Double majoring in real estate and interior design, he hopes to work in high-end residential design and historic renovations after he graduates in 2021.
He’s using his Terry College of Business skills to learn about the real estate market and investment properties. He’s using his Lamar Dodd School of Art skills to learn skills from hand drafting to watercolor, AutoCAD to site and space planning.
“My work combines my passion for historic Southern architecture with curated details,” Mitchell said.
He just finished Studio 2 in interior design—a project-based class, where he spent the semester designing a historic renovation of a cabin from foundations to landscaping. His final project was a 60-page set of plans outlining everything from floorboard spacing to electrical and lighting systems.
And if that’s not enough, he’s also minoring in piano performance. In previous semesters, he’s worked as the accompanying pianist for UGA vocal students for recitals and juried performances.
But Jackson came to UGA intending to major in political science—with a spring internship in politics lined up. And then four weeks into his major classes, he realized it wasn’t the right fit for him. He tried majoring in music and finance before finding his place.
Study abroad impact
After his freshman year, Mitchell studied abroad in Freiburg, Germany, a town founded in 1120.

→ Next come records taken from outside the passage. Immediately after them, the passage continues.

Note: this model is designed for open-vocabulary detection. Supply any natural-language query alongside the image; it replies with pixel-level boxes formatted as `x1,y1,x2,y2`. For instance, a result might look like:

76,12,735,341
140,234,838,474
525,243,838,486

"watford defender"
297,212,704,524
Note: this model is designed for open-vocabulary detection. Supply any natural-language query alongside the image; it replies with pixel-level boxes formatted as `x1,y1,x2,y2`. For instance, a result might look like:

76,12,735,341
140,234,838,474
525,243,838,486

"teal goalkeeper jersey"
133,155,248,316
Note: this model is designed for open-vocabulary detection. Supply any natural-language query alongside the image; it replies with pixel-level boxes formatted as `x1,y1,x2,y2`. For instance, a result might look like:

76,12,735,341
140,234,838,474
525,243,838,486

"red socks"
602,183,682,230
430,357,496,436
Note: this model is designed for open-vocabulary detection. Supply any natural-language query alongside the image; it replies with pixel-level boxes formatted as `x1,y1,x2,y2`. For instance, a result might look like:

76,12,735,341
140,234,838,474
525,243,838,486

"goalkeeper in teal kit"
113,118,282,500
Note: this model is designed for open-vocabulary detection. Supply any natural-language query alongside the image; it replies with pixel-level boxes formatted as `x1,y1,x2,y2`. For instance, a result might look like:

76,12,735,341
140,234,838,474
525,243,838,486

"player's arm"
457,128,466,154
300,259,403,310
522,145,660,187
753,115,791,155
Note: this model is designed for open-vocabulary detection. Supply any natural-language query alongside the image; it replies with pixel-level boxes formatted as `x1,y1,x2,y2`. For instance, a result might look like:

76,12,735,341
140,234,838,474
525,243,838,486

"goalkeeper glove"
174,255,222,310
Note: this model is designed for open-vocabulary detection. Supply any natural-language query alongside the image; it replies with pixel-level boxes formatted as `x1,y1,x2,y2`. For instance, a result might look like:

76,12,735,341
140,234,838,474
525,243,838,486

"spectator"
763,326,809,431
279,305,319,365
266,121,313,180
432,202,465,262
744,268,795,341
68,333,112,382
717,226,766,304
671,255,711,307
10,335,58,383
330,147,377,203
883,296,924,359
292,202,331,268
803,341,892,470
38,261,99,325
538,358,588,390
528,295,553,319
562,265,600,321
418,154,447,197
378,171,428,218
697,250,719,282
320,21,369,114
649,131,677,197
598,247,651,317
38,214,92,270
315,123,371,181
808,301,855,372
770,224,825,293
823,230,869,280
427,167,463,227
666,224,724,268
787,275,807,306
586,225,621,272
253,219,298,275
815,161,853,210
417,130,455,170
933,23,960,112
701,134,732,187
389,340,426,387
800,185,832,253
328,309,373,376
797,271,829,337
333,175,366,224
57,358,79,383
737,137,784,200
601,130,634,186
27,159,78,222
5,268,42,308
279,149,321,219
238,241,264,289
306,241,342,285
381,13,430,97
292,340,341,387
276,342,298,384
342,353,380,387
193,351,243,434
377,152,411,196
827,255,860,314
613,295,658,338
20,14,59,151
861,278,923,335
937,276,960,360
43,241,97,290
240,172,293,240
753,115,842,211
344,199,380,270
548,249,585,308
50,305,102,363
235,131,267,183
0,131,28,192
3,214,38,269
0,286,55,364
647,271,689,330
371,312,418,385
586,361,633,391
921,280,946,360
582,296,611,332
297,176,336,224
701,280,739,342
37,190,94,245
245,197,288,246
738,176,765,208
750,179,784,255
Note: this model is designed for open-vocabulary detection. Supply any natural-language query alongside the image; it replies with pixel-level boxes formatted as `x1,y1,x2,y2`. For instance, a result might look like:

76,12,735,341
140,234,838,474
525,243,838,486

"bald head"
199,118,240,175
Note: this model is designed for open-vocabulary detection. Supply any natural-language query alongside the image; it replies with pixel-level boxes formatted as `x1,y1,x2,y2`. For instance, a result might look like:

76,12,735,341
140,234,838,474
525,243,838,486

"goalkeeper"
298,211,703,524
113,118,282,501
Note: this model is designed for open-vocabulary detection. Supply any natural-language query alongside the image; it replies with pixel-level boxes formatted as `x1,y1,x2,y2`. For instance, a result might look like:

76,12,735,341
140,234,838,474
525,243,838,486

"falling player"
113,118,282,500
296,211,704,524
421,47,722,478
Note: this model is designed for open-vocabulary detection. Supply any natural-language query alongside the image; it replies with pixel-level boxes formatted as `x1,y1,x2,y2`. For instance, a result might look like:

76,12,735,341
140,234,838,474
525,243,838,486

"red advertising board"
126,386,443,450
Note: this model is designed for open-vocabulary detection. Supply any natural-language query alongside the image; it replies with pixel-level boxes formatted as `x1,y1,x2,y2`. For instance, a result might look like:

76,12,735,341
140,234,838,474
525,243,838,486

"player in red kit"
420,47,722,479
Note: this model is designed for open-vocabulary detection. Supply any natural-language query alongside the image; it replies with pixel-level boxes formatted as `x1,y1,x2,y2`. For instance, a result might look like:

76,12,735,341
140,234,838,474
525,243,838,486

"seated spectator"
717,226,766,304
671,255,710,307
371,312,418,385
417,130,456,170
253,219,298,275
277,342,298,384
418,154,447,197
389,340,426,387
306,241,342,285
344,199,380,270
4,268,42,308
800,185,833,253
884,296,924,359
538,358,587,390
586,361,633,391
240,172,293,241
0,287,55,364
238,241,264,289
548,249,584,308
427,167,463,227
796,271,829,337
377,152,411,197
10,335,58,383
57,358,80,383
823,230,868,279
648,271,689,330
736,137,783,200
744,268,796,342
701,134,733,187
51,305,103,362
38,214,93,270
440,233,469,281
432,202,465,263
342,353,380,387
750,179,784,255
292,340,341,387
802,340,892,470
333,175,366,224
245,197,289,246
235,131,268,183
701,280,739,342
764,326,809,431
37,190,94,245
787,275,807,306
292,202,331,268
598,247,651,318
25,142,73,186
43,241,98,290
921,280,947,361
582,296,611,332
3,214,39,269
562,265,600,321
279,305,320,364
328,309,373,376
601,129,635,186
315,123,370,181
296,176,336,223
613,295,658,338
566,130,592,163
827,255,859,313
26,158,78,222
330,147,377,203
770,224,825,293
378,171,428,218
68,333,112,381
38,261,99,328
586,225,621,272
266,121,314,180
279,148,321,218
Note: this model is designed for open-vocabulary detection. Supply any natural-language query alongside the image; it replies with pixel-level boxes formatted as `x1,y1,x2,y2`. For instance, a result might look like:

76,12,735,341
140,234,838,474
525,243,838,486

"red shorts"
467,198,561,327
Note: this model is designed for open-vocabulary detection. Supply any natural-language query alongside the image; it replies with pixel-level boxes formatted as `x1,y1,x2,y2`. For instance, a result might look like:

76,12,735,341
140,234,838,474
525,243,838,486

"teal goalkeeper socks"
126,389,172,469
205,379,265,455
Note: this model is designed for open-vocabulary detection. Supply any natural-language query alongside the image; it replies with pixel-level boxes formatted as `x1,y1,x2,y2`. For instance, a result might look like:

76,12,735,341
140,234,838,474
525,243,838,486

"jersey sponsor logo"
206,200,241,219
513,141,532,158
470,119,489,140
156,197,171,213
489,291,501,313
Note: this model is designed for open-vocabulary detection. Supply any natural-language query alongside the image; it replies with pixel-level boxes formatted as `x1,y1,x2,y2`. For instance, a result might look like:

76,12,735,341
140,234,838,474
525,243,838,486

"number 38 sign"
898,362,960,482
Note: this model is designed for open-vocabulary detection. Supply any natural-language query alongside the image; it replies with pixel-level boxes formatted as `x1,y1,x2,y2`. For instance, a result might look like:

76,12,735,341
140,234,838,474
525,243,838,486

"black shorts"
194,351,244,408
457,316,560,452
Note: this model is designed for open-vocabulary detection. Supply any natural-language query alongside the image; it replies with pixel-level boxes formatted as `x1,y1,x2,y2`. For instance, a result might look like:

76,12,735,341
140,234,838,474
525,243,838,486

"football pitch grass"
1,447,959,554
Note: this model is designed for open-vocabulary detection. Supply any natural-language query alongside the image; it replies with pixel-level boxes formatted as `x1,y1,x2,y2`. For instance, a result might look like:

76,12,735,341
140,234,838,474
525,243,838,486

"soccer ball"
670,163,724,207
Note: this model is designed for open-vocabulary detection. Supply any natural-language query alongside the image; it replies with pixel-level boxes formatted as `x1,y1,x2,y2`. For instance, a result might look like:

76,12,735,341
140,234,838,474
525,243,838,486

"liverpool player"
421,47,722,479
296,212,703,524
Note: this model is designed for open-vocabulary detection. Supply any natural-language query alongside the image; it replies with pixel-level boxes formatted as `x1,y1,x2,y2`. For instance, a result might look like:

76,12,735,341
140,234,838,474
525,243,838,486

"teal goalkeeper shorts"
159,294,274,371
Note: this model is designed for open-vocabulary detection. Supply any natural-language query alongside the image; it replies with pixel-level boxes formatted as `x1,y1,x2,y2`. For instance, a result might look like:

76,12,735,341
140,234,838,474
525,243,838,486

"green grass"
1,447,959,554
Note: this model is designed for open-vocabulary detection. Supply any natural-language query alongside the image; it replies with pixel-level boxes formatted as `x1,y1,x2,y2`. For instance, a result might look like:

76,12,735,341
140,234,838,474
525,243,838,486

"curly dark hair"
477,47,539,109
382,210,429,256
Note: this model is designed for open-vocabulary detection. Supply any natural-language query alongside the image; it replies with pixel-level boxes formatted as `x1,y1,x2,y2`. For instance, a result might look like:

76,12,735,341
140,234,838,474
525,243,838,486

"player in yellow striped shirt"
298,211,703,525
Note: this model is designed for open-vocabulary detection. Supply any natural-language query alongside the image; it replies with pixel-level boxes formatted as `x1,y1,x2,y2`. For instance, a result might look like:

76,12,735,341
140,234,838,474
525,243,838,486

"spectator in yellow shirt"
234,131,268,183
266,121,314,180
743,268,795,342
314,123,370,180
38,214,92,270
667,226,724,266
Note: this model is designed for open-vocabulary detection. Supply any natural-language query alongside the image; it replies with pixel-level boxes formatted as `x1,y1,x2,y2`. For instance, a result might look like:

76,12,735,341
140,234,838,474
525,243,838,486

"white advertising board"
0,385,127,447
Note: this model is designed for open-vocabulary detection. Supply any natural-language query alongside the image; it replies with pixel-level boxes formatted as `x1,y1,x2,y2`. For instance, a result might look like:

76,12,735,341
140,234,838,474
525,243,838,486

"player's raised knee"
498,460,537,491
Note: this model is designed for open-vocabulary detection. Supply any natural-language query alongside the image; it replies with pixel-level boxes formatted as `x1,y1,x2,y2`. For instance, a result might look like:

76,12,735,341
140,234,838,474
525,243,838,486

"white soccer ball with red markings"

He’d taken four levels of German classes in high school and college and wanted to take an immersive German language class. The experience fundamentally changed his college trajectory.
In addition to taking a German class at University of Freiburg with students from all over the globe, he also took a sustainable design class that looked at the town’s architecture—including a medieval cathedral and town square. The town was bombed in World War II but rebuilt to keep the narrow streets, which make the town pedestrian friendly. The class looked at the town’s historic opera houses as well as 21st century use of wind power.
“Going from my hometown, which is so historic preservation focused, to going across the globe to Germany where they had the same sense of preservation—it really went full circle,” he said. “We need to see how things are done, and why things were done in the past.”
It inspired him to see historic preservation and design as a career.
It really all comes back to his hometown of Madison, Georgia, which is about 30 miles south of Athens and has the second largest historic district in Georgia.
Historic preservation is part of the community culture, something he grew up around. Exteriors of houses can’t be changed, and interior structure is to be kept intact.
“Everyone really appreciates architecture and the arts as a community,” he said. “I was really inspired by how well preserved the entire city is and how through that preservation, Madison has its own atmosphere.”
Mitchell is president of Dodd Ambassadors, a group that serves as the face of the art school—from attending events and receptions to helping with student recruitment and giving prospective students tours of the art buildings. “My responsibility is to be a voice for the student body,” he said. One initiative this year is Cookies and Coffee, where the group provides free snacks to students on a Monday mornings. Students can meet the Dodd Ambassadors and give feedback about school successes and areas of improvement.
He tries to encourage all prospective students—whether or not they’ll end up at UGA—to look out for opportunities, like study abroad.
“Going on a study abroad trip, I learned more about myself than I have the rest of my life,” he said. “It’s all about scale and perspective. The entire world is moving in ways you’re never going to experience otherwise.”
Up next, he’s applied for a scholarship to study architectural rendering in Paris.
“I am so excited to explore additional study abroad opportunities to learn historic rendering techniques,” he said. “The ability to create designs with cross-cultural influences that adapt to our globalizing society has transformed the way I understand the world around me and its impact on my life.”